"Prozess gegen Deutschland": Milo Raus Scheinverhandlung über ein AfD-Verbot polarisiert
Margit AtzlerRegisseur Milo Rau stellt die AfD im Theater vor Gericht - "Prozess gegen Deutschland": Milo Raus Scheinverhandlung über ein AfD-Verbot polarisiert
Die Hamburger Lessing-Tage – ein etabliertes politisches Festival – enden in diesem Jahr mit einer kühnen und umstrittenen Inszenierung. Die von Matthias Lilienthal kuratierte Ausgabe 2024 schließt mit einem dreitägigen Scheinprozess unter dem Titel "Prozess gegen Deutschland" im Thalia Theater. Der Schweizer Regisseur Milo Rau, bekannt für seine provokanten postdramatischen Arbeiten, leitet das Projekt, das die Frage erörtert, ob die rechtspopulistische AfD verboten werden sollte.
Die Hamburger Lessing-Tage wurden 2010 auf Initiative von Joachim Lux, dem damaligen Intendanten des Thalia Theaters, ins Leben gerufen. Seither haben sie sich zu einer Plattform für politische und künstlerische Debatten entwickelt. Für die diesjährige Ausgabe, die Lilienthal – der bald die künstlerische Leitung der Berliner Volksbühne übernehmen wird – geprägt hat, bildet Raus neueste Produktion den Höhepunkt.
Der "Prozess gegen Deutschland" wird als fiktive Gerichtsverhandlung inszeniert, complete mit Juristen und Rechtsexperten. Den Vorsitz über die Anhörungen führt Herta Däubler-Gmelin, Deutschlands ehemalige Bundesjustizministerin. Die Veranstaltung lotet die juristischen und ethischen Argumente für ein AfD-Verbot aus – ganz im Stil von Raus früheren Arbeiten, die Theater mit realen politischen Themen verbinden.
Rau hat bereits mehrfach aufsehenerregende Scheinprozesse auf die Bühne gebracht. Sein Stück "Das Kongo-Tribunal" (2015) untersuchte die Ausbeutung von Rohstoffen in der Demokratischen Republik Kongo und ließ echte Zeugen in Berlin und Bukavu zu Wort kommen. Zuvor hatte "Die Moskauer Prozesse" (2013) Stalins Säuberungen nachgestellt, während die "Hass-Trilogie" (2010–2012) Rassismus und Homophobie anhand von Dokumentarmaterial aufarbeitete. Diese Projekte entstanden unter anderem im Rahmen von Festivals wie der documenta und dem Festival von Avignon sowie an Häusern wie dem belgischen NTGent und der Berliner Schaubühne.
In diesem Jahr bleibt der "Prozess gegen Deutschland" nicht auf die Theaterbühne beschränkt: Die Verhandlung wird live auf der Website des Thalia Theaters übertragen und ermöglicht so einem breiten Publikum, die Debatte zu verfolgen.

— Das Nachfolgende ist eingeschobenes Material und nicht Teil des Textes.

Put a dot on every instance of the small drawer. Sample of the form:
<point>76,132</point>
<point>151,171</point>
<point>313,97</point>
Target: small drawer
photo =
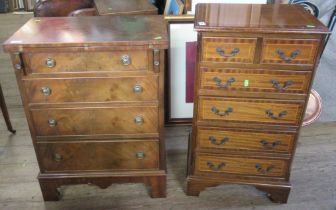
<point>95,121</point>
<point>247,140</point>
<point>98,156</point>
<point>228,49</point>
<point>239,165</point>
<point>256,110</point>
<point>255,80</point>
<point>92,89</point>
<point>289,51</point>
<point>62,62</point>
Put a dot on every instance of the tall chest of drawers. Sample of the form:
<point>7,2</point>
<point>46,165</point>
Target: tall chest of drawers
<point>92,89</point>
<point>255,68</point>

Der Scheinprozess bildet den Abschluss der diesjährigen Hamburger Lessing-Tage und verbindet Theater, Recht und politischen Diskurs. Mit einer ehemaligen Justizministerin als Vorsitzende und einer Live-Übertragung im Internet stellt das Projekt die rechtliche Stellung der AfD zur öffentlichen Diskussion. Raus Inszenierung führt damit seine Tradition fort, brennende gesellschaftliche Fragen mit den Mitteln des Theaters zu konfrontieren.
Urteil der Jury löst Debatte über die Zukunft der AfD aus
Die Jury des Schauprozesses hat am 15. Februar 2026 ihr Urteil gefällt und die AfD in bestimmten Bereichen für verfassungswidrig befunden. Das siebenköpfige Gremium entschied:
- Verletzung der Menschenwürde: 5 Ja, 2 Nein
- Forderung nach Überprüfung durch Verfassungsorgane: 5 Ja, 2 Nein
- Ausschluss der staatlichen Finanzierung: 4 Ja, 3 Nein Obwohl die Jury kein direktes Verbot empfohlen hat (2 Ja, 3 Nein, 2 Enthaltungen), zeigen ihre Empfehlungen eine polarisierte rechtliche Beurteilung der Verfassungsmäßigkeit der Partei.